Después de haber vomitado un poco, Renee empezó a sentirse algo mejor. Justo cuando se puso de pie, algo llamó su atención.
Se giró y vio a un hombre de cabello rubio observándolos desde el balcón frente a su hotel.
Atrapado en el acto, el hombre les dio un pulgar arriba y una sonrisa descarada.
Renee se quedó sin palabras.
Sin perder un momento, Marcelo cerró las cortinas, bloqueando la vista.
La idea de que alguien más hubiera visto su beso hizo que las mejillas de Renee ardieran de vergüenza.
Marcelo levantó suavemente a Renee y la colocó en el sofá, luego llamó al hotel, pidiéndoles que reemplazaran la alfombra.
Cuando supieron que cambiar la alfombra no era fácil, decidieron mudarse a otra suite.
—Marcelo, Kristopher…
Tan pronto como Renee mencionó el nombre de Kristopher, Marcelo la besó una vez más.
Renee, todavía sintiéndose un poco asustada, rápidamente se cubrió la boca y dio un paso atrás.
—¡Estoy sangrando por la boca! —exclamó.
—No hablemos de él —interrumpió, con voz firme.
Después de un breve momento, Renee, mordiéndose el labio, asintió en señal de acuerdo.
—No quiero oír su nombre ni nada sobre él ahora mismo —dijo Marcelo, mirándola fijamente a los ojos—. Cariño, por favor no me hagas enfadar —suplicó.
Era claro que prefería ser él quien resultara herido si eso significaba protegerla.
El hecho de que Kristopher fuera quien terminó salvándola realmente le molestaba.
Lo que Bolton había dicho no logró causar ninguna fisura entre Marcelo y Renee.
Sin embargo, esas palabras sí afectaron a Renee.
—De acuerdo —aceptó con un asentimiento.
Poco después, sirvieron la comida.
A Renee no le gustó mucho lo que sirvieron esta vez, pero en un esfuerzo por hacer feliz a Marcelo, intentó comer un poco.

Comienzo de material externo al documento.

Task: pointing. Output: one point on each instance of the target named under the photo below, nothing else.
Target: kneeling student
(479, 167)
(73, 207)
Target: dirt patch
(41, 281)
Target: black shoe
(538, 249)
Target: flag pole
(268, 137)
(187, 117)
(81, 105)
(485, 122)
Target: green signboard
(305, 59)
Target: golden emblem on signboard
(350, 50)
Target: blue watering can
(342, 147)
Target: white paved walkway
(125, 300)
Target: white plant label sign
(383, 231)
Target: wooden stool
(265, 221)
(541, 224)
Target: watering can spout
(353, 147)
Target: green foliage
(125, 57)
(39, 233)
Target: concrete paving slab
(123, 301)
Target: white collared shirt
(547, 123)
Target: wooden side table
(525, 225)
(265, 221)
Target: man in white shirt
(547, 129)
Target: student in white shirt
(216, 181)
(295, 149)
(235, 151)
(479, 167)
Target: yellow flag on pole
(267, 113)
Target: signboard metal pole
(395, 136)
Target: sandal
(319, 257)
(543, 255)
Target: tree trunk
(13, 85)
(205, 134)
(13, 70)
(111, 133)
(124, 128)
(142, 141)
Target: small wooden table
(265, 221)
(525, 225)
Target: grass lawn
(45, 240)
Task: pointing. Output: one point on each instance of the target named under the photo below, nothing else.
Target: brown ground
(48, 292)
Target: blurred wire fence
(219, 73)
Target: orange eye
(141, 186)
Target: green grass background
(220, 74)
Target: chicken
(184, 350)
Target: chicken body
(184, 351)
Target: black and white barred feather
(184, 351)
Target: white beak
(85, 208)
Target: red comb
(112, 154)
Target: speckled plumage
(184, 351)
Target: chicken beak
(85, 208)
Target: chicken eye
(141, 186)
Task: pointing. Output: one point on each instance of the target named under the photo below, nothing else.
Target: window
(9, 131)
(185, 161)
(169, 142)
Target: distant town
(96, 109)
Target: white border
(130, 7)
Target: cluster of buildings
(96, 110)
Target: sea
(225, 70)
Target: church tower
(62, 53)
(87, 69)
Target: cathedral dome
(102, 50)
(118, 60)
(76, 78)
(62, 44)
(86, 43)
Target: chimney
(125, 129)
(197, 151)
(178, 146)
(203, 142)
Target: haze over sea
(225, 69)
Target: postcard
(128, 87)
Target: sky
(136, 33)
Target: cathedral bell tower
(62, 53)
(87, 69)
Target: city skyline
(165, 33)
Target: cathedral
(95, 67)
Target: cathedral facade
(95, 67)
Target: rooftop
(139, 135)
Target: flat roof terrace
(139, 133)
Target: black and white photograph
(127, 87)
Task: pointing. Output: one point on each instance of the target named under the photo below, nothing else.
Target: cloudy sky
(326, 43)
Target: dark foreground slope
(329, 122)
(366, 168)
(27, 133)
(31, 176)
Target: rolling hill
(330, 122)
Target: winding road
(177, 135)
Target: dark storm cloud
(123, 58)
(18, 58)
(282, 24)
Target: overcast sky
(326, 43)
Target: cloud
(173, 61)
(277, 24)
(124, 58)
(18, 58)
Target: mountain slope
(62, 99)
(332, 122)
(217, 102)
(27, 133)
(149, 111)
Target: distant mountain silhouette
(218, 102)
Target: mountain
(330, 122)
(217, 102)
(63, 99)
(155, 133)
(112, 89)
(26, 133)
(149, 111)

Finalmente, no pudo retenerlo y terminó escupiéndolo.
—No tienes que comerlo si no quieres —Marcelo miró su vientre y comentó—. Esto es bastante complicado.
—¿Por qué la tomas contra el bebé? Vamos, no es culpa de nuestro bebé.
Renee se rio, diciendo:
—Solo tengo dos meses. Nuestro bebé todavía no puede oírnos.
En ese momento, todo parecía perfectamente cálido y tranquilo, como si todo estuviera bien en su pequeña burbuja.
Sin embargo, ambos sabían demasiado bien que fuera de su acogedora suite, la realidad acechaba, inevitable.
Renee aún no había tenido noticias de Kristopher a medianoche.
Se agitaba inquieta, sin poder dormir.
En su sueño, Renee vio vívidamente a Kristopher, ensangrentado, tratando de protegerla. Gritó su nombre, pero él no respondió.
El sueño cambió, llevándola de vuelta a su infancia. Vestida con un impermeable, avanzaba bajo un cielo tormentoso, relámpagos destellando, truenos rugiendo, lluvia azotando. Siguió sus instrucciones, sin mirar atrás ni una sola vez.
En el sueño, detrás de ella, un niño tosía violentamente bajo la lluvia, su rostro fantasmalmente blanco mientras se desplomaba.
—¡Ah!
Renee despertó de repente, jadeando por aire.
Marcelo también se despertó con su jadeo. Rodeó con sus brazos a la temblorosa Renee, calmándola mientras encendía la suave luz de la mesita de noche.
—Cariño, ¿qué pasa? ¿Te asustó una pesadilla?
Con lágrimas corriendo, levantó la mirada hacia Marcelo, envolvió sus brazos alrededor de su cuello y se enterró en su abrazo.
Si las palabras de Bolton pretendían cargarla de culpa, habían dado en el blanco.
Renee no alcanzó a ver la sombra de desagrado que cruzó el rostro de Marcelo.
Él la había escuchado, en medio de su pesadilla, gritando:
—¡Kristopher!
Renee se levantó de la cama justo cuando la luz de la mañana comenzaba a llenar la habitación.
—¿No quieres dormir un poco más? —preguntó Marcelo mientras se inclinaba para darle un beso en la frente a Renee.
Renee negó con la cabeza.
La verdad era que no había logrado dormirse en absoluto. Fingió dormir para que Marcelo no se sintiera mal.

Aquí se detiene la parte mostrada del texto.